Page MenuHomePhabricator

Mysql search issues flagged by Phabricator setup
Closed, ResolvedPublic

Description

We switched over to MySQL for our search backend today. A few issues are now flagged (this doesn't necessarily mean we need to change them) but it's more like a "are you sure this is what you want?" message from the setup check. I'm wondering if 'stop words' we leave default, change the min_word_len to 3 and change default boolean search to AND.

@Springle thoughts? :)

Event Timeline

chasemp created this task.Feb 11 2015, 6:44 PM
chasemp raised the priority of this task from to Needs Triage.
chasemp updated the task description. (Show Details)
chasemp added projects: acl*sre-team, Phabricator.
chasemp added subscribers: chasemp, Springle.
Restricted Application added a subscriber: Aklapper. · View Herald TranscriptFeb 11 2015, 6:44 PM
chasemp triaged this task as High priority.Feb 11 2015, 6:47 PM
chasemp set Security to None.
demon added a comment.Feb 11 2015, 8:01 PM
  • +1 to changing the boolean syntax to AND instead of OR. Nobody expects OR by default.
  • +1 to lowering min word length to 3, as long as it doesn't have insane performance implications
  • Indifferent to using Phabricator's stopword file

+1 to all three options, imo.

The ARIA engine uses the same fulltext stopword list as MyISAM did, which is fairly long[1]. We also need to increase the aria_pagecache_buffer_size.

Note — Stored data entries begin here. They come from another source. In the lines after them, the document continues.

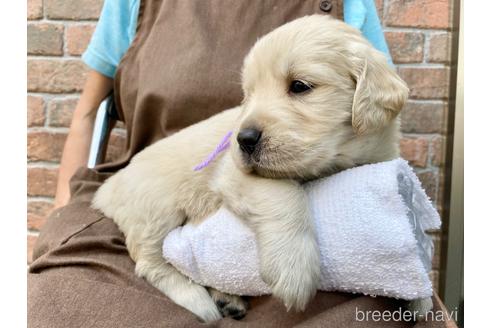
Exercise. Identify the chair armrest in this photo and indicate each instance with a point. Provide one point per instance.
(106, 113)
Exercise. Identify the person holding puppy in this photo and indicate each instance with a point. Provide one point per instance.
(182, 67)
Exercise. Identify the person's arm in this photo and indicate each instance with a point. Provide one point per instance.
(76, 150)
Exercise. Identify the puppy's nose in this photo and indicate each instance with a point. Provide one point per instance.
(248, 139)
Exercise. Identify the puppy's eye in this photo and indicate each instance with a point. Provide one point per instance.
(297, 86)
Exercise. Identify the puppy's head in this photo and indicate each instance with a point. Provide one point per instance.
(312, 88)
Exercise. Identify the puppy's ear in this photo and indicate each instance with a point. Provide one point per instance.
(379, 94)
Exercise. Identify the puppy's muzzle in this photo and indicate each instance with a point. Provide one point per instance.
(248, 139)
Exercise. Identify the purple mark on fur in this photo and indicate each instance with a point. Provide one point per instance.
(223, 145)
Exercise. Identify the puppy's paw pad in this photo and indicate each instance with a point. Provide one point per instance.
(230, 305)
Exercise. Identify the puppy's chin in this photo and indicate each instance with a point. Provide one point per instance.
(252, 164)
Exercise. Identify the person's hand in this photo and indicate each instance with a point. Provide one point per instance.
(77, 145)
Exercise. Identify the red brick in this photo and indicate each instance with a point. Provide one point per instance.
(116, 147)
(418, 117)
(45, 146)
(440, 48)
(78, 38)
(41, 181)
(55, 76)
(437, 149)
(430, 183)
(418, 13)
(415, 150)
(31, 241)
(406, 47)
(45, 39)
(34, 9)
(35, 111)
(426, 82)
(37, 211)
(434, 278)
(73, 9)
(60, 111)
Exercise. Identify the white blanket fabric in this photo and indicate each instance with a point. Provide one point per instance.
(370, 223)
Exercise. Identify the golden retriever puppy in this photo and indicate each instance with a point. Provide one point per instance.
(317, 98)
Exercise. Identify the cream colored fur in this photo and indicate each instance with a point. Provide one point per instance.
(347, 119)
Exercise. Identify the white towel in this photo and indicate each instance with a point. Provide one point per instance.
(370, 224)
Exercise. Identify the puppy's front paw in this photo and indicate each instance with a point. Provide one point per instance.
(294, 276)
(229, 305)
(196, 299)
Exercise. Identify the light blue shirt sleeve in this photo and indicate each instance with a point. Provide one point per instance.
(114, 33)
(362, 14)
(118, 22)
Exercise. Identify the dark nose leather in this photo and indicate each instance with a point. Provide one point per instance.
(248, 139)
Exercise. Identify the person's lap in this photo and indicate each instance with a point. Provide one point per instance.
(82, 275)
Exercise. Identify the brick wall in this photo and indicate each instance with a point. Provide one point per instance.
(418, 33)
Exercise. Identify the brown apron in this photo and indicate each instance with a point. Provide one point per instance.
(182, 67)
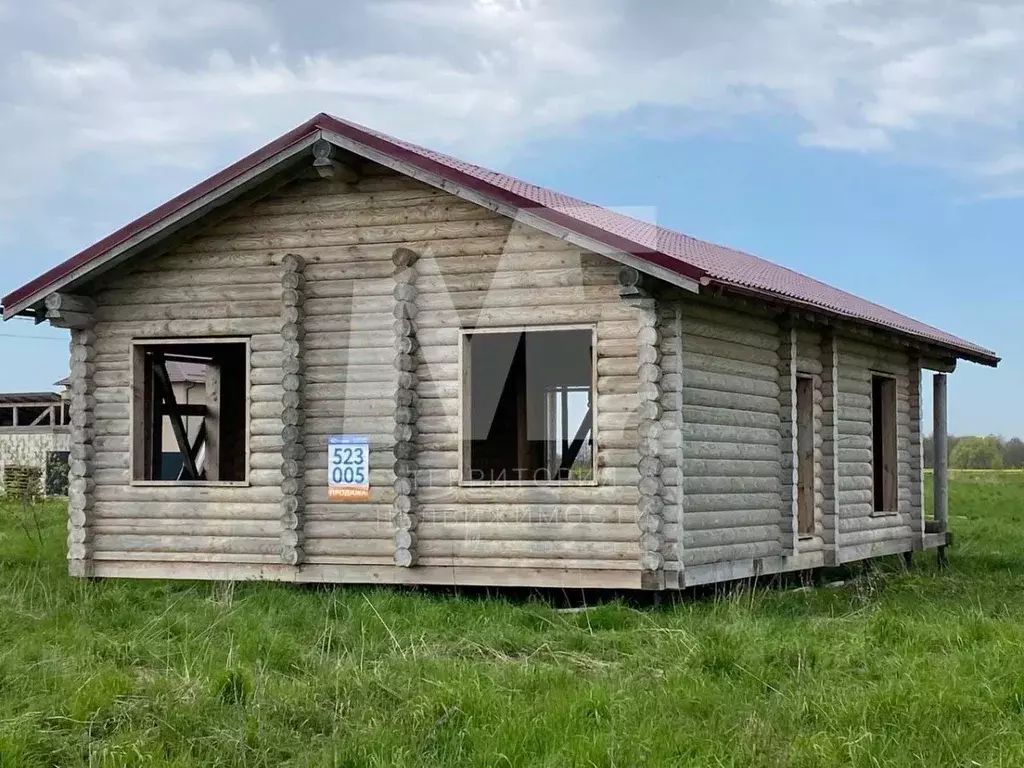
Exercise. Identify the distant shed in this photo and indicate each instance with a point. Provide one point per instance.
(418, 371)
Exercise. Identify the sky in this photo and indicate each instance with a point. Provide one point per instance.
(875, 144)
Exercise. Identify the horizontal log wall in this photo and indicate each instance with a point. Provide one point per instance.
(476, 269)
(858, 523)
(177, 295)
(728, 422)
(525, 280)
(809, 364)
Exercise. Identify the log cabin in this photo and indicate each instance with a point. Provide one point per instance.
(419, 371)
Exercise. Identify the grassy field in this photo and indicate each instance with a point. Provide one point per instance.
(892, 668)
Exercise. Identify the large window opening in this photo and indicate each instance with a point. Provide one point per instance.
(190, 410)
(805, 456)
(528, 407)
(885, 480)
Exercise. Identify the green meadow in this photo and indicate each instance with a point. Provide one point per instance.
(876, 666)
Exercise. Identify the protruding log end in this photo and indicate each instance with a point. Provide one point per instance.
(292, 555)
(404, 258)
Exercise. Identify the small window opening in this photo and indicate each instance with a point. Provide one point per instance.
(805, 456)
(527, 409)
(885, 479)
(190, 412)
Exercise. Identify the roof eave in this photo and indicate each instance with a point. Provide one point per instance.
(983, 357)
(164, 219)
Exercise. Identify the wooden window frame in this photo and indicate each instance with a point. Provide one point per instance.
(894, 444)
(137, 387)
(465, 411)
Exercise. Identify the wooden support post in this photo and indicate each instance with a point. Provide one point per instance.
(916, 455)
(680, 517)
(650, 512)
(404, 512)
(83, 432)
(329, 167)
(165, 392)
(830, 445)
(941, 454)
(788, 446)
(293, 452)
(212, 419)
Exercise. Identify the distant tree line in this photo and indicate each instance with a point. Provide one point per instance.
(979, 453)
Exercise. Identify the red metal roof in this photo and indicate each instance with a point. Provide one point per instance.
(712, 264)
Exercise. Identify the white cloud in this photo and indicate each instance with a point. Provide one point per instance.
(129, 86)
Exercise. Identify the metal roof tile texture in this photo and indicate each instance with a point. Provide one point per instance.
(722, 264)
(688, 256)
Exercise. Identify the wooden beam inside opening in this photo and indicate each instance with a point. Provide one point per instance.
(212, 420)
(885, 469)
(165, 390)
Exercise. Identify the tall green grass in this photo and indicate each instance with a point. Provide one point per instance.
(892, 668)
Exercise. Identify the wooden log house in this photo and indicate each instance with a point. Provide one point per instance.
(418, 371)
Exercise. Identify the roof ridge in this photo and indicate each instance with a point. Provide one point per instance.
(668, 249)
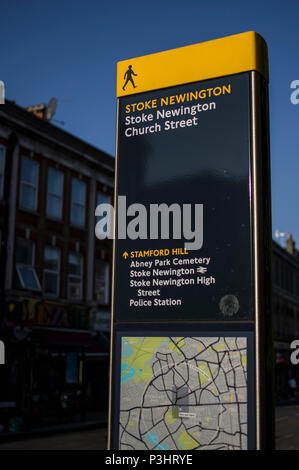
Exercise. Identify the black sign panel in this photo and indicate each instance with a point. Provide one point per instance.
(187, 145)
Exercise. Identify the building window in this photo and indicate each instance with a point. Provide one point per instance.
(75, 276)
(55, 193)
(2, 169)
(51, 270)
(29, 184)
(78, 202)
(25, 265)
(102, 282)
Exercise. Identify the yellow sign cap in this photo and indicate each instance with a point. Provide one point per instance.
(225, 56)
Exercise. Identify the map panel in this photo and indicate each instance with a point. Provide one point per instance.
(183, 393)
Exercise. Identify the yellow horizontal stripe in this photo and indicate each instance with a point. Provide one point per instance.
(226, 56)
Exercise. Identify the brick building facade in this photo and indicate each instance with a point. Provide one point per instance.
(55, 275)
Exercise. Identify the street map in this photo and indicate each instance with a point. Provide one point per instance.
(183, 393)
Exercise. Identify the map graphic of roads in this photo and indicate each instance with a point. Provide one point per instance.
(183, 393)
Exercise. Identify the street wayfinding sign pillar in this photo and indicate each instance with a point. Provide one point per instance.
(191, 360)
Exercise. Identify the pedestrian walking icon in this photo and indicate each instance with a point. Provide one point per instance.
(128, 77)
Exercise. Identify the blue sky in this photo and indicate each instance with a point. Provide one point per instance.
(69, 49)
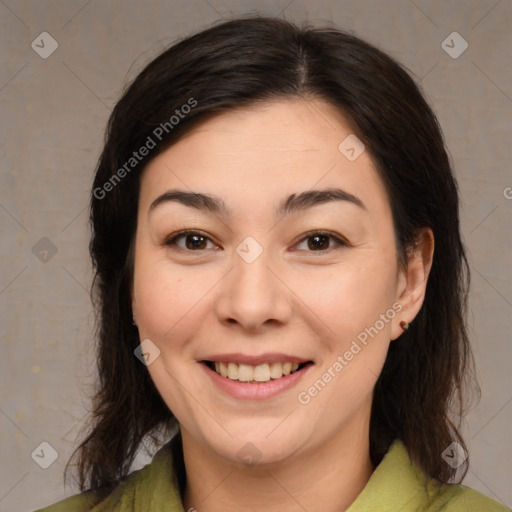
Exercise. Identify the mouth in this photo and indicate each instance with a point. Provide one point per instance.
(260, 374)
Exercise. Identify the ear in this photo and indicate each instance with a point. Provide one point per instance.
(412, 280)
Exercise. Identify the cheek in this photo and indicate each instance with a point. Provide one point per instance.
(169, 298)
(349, 297)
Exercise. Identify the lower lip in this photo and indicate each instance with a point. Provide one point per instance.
(257, 391)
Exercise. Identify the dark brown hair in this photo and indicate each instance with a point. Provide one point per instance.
(418, 397)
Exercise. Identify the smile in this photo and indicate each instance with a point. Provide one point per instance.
(254, 374)
(261, 381)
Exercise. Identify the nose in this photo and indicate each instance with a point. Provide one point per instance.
(253, 296)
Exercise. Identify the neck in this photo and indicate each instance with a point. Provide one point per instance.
(332, 475)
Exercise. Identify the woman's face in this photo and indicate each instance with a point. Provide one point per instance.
(276, 273)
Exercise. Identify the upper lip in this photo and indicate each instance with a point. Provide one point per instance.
(271, 357)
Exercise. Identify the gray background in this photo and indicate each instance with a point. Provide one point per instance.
(53, 115)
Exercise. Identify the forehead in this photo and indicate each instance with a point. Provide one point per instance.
(265, 152)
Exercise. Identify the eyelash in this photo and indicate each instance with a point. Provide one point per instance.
(171, 241)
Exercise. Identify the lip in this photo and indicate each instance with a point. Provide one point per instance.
(269, 357)
(259, 391)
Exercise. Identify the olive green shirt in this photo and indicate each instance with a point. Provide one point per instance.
(395, 485)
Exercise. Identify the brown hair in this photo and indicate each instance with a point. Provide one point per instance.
(420, 392)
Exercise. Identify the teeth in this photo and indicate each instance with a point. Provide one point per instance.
(261, 373)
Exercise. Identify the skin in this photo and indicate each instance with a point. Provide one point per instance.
(293, 299)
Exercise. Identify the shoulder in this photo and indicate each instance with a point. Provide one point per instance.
(459, 498)
(153, 487)
(78, 503)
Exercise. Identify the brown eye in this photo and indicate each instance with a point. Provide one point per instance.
(319, 242)
(193, 241)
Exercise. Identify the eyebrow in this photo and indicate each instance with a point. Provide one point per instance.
(292, 204)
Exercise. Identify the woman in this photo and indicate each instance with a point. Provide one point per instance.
(280, 275)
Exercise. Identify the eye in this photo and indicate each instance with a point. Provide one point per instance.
(193, 241)
(319, 241)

[1] https://mariadb.com/kb/en/mariadb/stopwords/#myisam-stopwords

+1 to the word length (I just reported this, see T89369) and +1 to the operator. To be honest I would classify the fact that a search engine defaults to OR as a bug nowadays.

Question: Is the fact that the search ignores my attempts to type AND a bug I should report?

gerritbot added a subscriber: gerritbot.

Change 190775 had a related patch set uploaded (by Springle):
phabricator using mysql fulltext T89274, tweaked for mariadb/aria

https://gerrit.wikimedia.org/r/190775

Patch-For-Review

The ft_boolean_syntax fix for default AND behavior has been applied as it doesn't technically need a DB restart. The ft_min_word_len, stopwords, and table rebuild do need the restart.

Question: Is the fact that the search ignores my attempts to type AND a bug I should report?

The technical reason is that MySQL boolean fulltext syntax[1] uses + instead of AND. A phabricator bug report pitching it as a user interface fail might be justified.

http://dev.mysql.com/doc/refman/5.5/en/fulltext-boolean.html

@Springle I think the puppet looks good. When is good for you to knock this out? I'll try to sync up with you on irc also. Thanks again

Change 190775 merged by Springle:
phabricator using mysql fulltext T89274, tweaked for mariadb/aria

https://gerrit.wikimedia.org/r/190775

chasemp closed this task as Resolved.Feb 18 2015, 12:50 AM
chasemp claimed this task.

done